André Carvalho explica que é comum que os municípios mais populosos e as capitais sofram mais com a queda de ICMS. “Nos municípios mais populosos, e obviamente a Capital está inclusa, o ICMS é uma base mais forte na composição da Receita Corrente Líquida. E realmente o ICMS sofreu bastante durante esses meses, principalmente de abril a junho, durante o período mais agudo da pandemia, falando do ponto de vista fiscal”, explica. “(Esse cenário) acabou abalando fortemente esses locais nos quais a base de ICMS é mais forte, que são as capitais e os mais populosos”.

Ele destaca, entretanto, que a recuperação no ICMS observada em agosto, setembro e outubro permitem um olhar um pouco mais otimista. “Estamos vendo fortes altas, com uma recuperação em ‘v’, o que nos dá boas perspectivas do ponto de vista do ICMS. Mas os municípios sofreram não só com o ICMS, mas com os tributos próprios, que são ISS, IPTU, ITBI e Imposto de Renda Retido na Fonte”.

Municípios menores

André Carvalho também reforça que, no Ceará e no Nordeste, em cerca de 95% dos municípios, a receita tributária corresponde apenas a 5% da Receita Corrente Líquida. “Então, por mais que a arrecadação tenha um desempenho ruim nesses municípios, o que de fato vai contribuir para o desempenho são o Fundo de Participação dos Municípios, Fundo Nacional da Educação Básica (Fundeb) e o próprio ICMS”, diz.

“Em relação ao FPM, teve uma medida do Governo Federal garantindo o mesmo valor do ano passado. Sobre o Fundeb, tivemos aqui um certo impacto, mas houve recuperação de uns meses para cá. E sobre o ICMS, há uma tendência de igualar 2020 com 2019, em função do que esperamos para os próximos meses”, explica André Carvalho.

Incertezas

Na avaliação do especialista em Administração Pública da Universidade Estadual Paulista (Unesp), Álvaro Martim Guedes, os próximos gestores municipais vão se deparar com um grande desafio.

“Seguramente, os próximos prefeitos vão pegar um caixa baixo, ações de políticas públicas em atraso, obras inacabadas e um cenário de incerteza, porque o cenário é muito conturbado e Brasília só dá sinais ruins para a política e a economia”, explica Martim Guedes.

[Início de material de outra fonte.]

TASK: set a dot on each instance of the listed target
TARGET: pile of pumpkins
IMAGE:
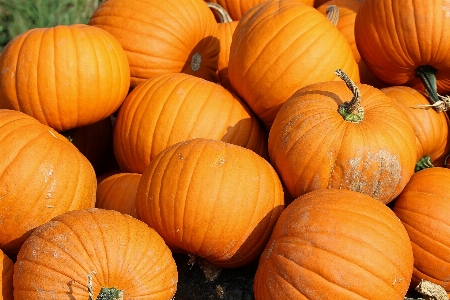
(310, 136)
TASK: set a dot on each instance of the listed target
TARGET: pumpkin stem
(423, 163)
(332, 13)
(427, 75)
(105, 293)
(224, 17)
(351, 111)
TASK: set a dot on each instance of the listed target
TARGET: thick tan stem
(351, 111)
(332, 13)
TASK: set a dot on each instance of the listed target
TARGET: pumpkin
(335, 244)
(430, 127)
(172, 108)
(65, 76)
(281, 46)
(346, 25)
(410, 46)
(43, 175)
(225, 30)
(6, 279)
(162, 37)
(117, 252)
(423, 208)
(212, 199)
(237, 8)
(117, 192)
(343, 135)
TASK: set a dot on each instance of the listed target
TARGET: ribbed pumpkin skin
(6, 279)
(335, 244)
(162, 37)
(413, 34)
(430, 127)
(124, 253)
(281, 46)
(237, 8)
(118, 192)
(313, 147)
(64, 76)
(43, 175)
(172, 108)
(212, 199)
(423, 207)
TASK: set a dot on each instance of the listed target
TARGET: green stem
(351, 111)
(423, 163)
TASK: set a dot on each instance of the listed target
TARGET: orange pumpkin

Ele pontua que o cenário pandêmico agrava o fato de os municípios brasileiros serem, em geral, subfinanciados.

“As cidades brasileiras em geral não possuem uma abundância de recurso. Muitas políticas estruturantes de saúde, educação, meio ambiente e segurança poderiam estar sendo melhor realizadas pelos municípios, mas eles não possuem o devido financiamento”, acrescenta o especialista.